Outlook London's banks, with no small encouragement from City watchdogs, have been canny in coming up with ways around the hated European bonus cap. They have alighted upon the idea of "role-based allowances" – payments that are supposedly not based on the individual bankers' performance, but on a wider measure, such as the state of the general economy.
They're a way of continuing to pay monster packages to bankers in the good times, while allowing the banks flexibility to reduce them in the downturns. As far as the company's cash flow goes, in other words, they effectively work like bonuses.

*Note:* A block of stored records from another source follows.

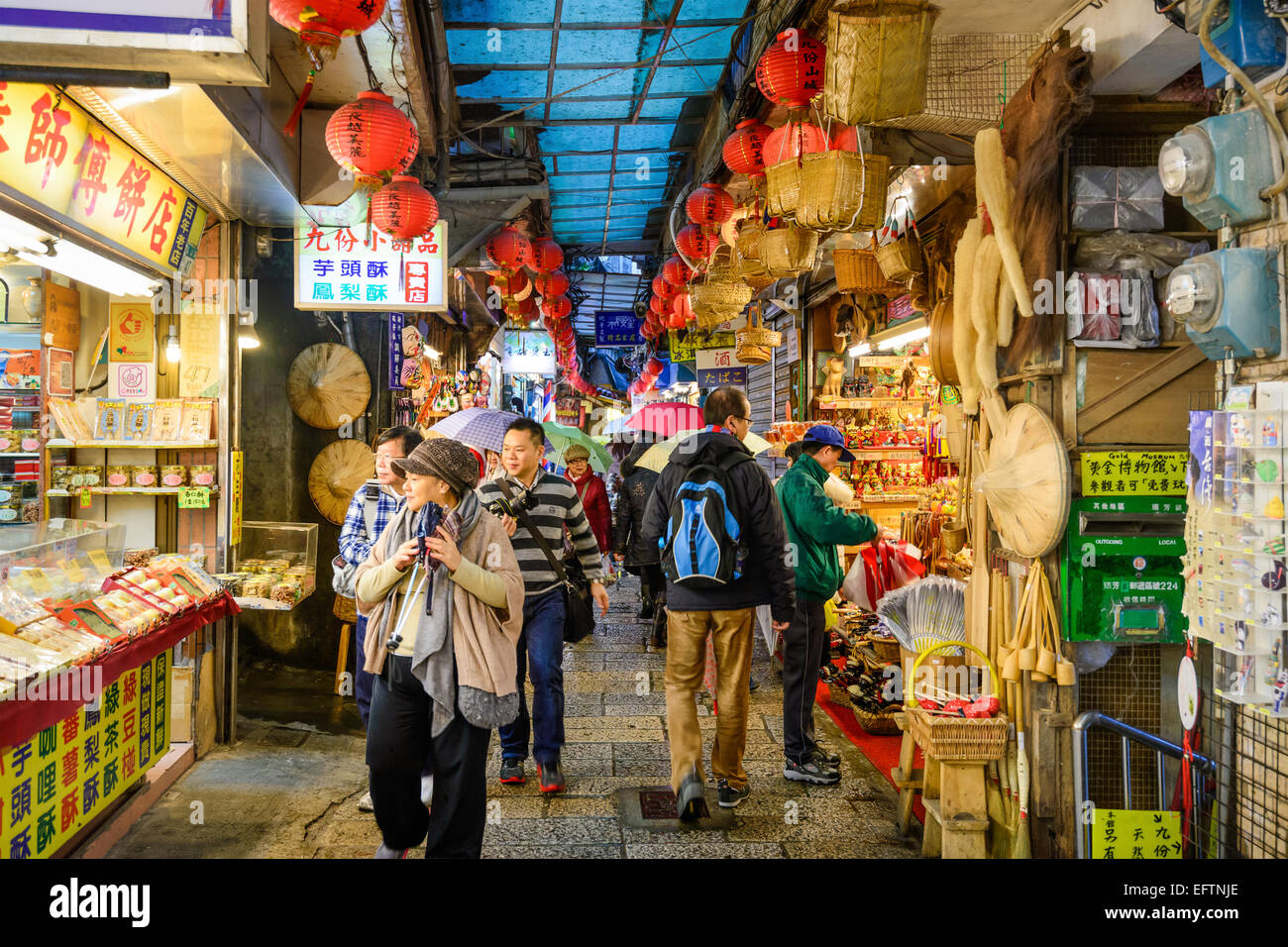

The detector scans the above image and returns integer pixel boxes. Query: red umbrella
[623,401,703,437]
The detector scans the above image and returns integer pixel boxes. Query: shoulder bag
[496,476,595,643]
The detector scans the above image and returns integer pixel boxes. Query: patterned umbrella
[625,401,702,437]
[426,407,555,454]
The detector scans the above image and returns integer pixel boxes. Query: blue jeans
[499,588,564,764]
[353,614,375,729]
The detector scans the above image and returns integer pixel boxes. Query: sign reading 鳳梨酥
[295,220,447,312]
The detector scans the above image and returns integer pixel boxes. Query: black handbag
[496,478,595,644]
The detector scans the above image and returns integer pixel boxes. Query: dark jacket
[776,454,877,601]
[641,430,796,621]
[613,442,658,570]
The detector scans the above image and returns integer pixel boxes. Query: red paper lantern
[541,296,572,322]
[680,224,720,263]
[684,184,733,227]
[485,227,532,270]
[326,90,419,182]
[662,255,696,288]
[721,119,772,177]
[532,269,572,296]
[371,174,438,240]
[756,27,827,108]
[528,237,563,273]
[764,121,827,164]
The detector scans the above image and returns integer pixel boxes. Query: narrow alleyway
[110,576,917,858]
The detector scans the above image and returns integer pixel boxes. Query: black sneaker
[716,780,751,809]
[783,756,841,786]
[675,770,702,822]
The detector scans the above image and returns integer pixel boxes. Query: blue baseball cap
[802,424,854,464]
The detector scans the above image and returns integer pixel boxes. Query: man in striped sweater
[478,417,608,792]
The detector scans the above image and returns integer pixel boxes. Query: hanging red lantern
[684,184,733,227]
[764,121,827,164]
[485,227,532,270]
[721,119,772,177]
[662,255,696,288]
[371,174,438,240]
[532,269,572,296]
[528,237,563,273]
[680,224,720,263]
[756,27,827,108]
[326,90,419,182]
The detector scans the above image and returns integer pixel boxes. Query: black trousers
[368,655,492,858]
[783,595,827,763]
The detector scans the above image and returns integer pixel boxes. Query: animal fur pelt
[1002,47,1092,368]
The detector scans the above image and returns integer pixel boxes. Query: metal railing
[1073,710,1216,858]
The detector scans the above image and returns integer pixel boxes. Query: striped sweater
[478,471,602,596]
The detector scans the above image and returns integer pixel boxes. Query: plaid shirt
[340,483,403,566]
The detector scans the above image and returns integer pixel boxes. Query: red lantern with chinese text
[326,90,419,182]
[721,119,772,177]
[485,227,532,270]
[371,174,438,240]
[756,27,827,108]
[684,184,733,227]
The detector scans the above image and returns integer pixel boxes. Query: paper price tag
[179,487,210,510]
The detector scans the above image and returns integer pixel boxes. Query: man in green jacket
[776,424,879,786]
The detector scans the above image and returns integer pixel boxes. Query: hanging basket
[760,224,818,277]
[765,158,802,217]
[823,0,939,125]
[832,248,903,296]
[795,151,890,232]
[877,233,922,283]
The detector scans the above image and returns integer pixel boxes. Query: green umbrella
[541,421,613,473]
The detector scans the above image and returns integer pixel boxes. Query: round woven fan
[309,440,376,526]
[975,395,1070,558]
[286,342,371,430]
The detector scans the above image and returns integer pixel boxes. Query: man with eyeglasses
[340,425,424,811]
[640,385,796,819]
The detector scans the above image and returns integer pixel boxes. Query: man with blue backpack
[641,385,795,819]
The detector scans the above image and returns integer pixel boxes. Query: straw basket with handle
[903,642,1010,762]
[734,305,783,365]
[793,151,890,231]
[823,0,939,125]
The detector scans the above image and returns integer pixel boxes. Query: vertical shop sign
[0,651,170,860]
[228,451,242,546]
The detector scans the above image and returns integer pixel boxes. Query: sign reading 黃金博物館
[0,83,206,274]
[295,220,447,312]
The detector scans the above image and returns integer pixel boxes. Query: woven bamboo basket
[832,248,903,296]
[760,224,818,277]
[796,151,890,231]
[877,233,922,283]
[823,0,939,125]
[765,158,802,217]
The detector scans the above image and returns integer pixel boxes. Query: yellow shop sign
[0,82,206,274]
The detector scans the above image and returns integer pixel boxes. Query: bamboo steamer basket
[832,248,903,296]
[823,0,939,125]
[795,151,890,232]
[759,224,818,277]
[930,296,961,386]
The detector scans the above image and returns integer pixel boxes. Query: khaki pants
[666,608,756,791]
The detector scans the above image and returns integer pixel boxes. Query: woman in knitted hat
[357,440,523,858]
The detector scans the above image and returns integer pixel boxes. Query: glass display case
[226,523,318,611]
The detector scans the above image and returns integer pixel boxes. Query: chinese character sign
[0,82,206,273]
[1082,451,1189,496]
[295,220,447,312]
[0,651,170,858]
[1091,808,1181,861]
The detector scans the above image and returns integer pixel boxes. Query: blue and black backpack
[657,451,751,588]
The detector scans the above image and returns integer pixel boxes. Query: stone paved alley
[110,576,918,858]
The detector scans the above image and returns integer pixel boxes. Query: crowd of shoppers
[340,386,879,858]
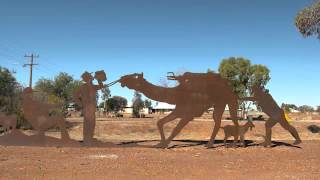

That doesn't wash with the spirit of EU's stipulations. The EU clearly wanted to see bankers' pay move into line with the rest of the world – that is to say, overwhelmingly dominated by a fixed salary. Given that some European jurisdictions are going out of their way to fill in such loopholes with reinforced regulatory concrete, expect some loud carping in Brussels at London's role-based wheezes. Despite those harrumphs, however, Britain's banks will probably get away with it. The EU has plenty of bigger disagreements with Westminster to get knicker-twisted about.
But employment lawyers see further potential problems (or, for them, opportunities) arising in a few years' time; specifically, when it comes to sacking bank staff in the next recession. You see, redundancy pay-offs are generally calculated on a ratio of salary multiplied by number of years worked. Given that salaries have historically been a relatively small proportion of overall pay, that has allowed the banks to keep the golden goodbyes under control.
But what about role-based allowances? Employers hope they will not count as salary when the redundancy rounds come up, but specialist lawyers are less convinced. They reckon, with a prevailing wind and a friendly judge, a decent QC could succeed in arguing that pay not based on personal performance is salary, whatever it says on the label.
Barclays yesterday said it had to pay big to prevent it being plunged into a "death spiral" triggered by staff being poached. But if banks don't write their new contracts carefully enough, they could face themselves being wiped out by paying people to leave.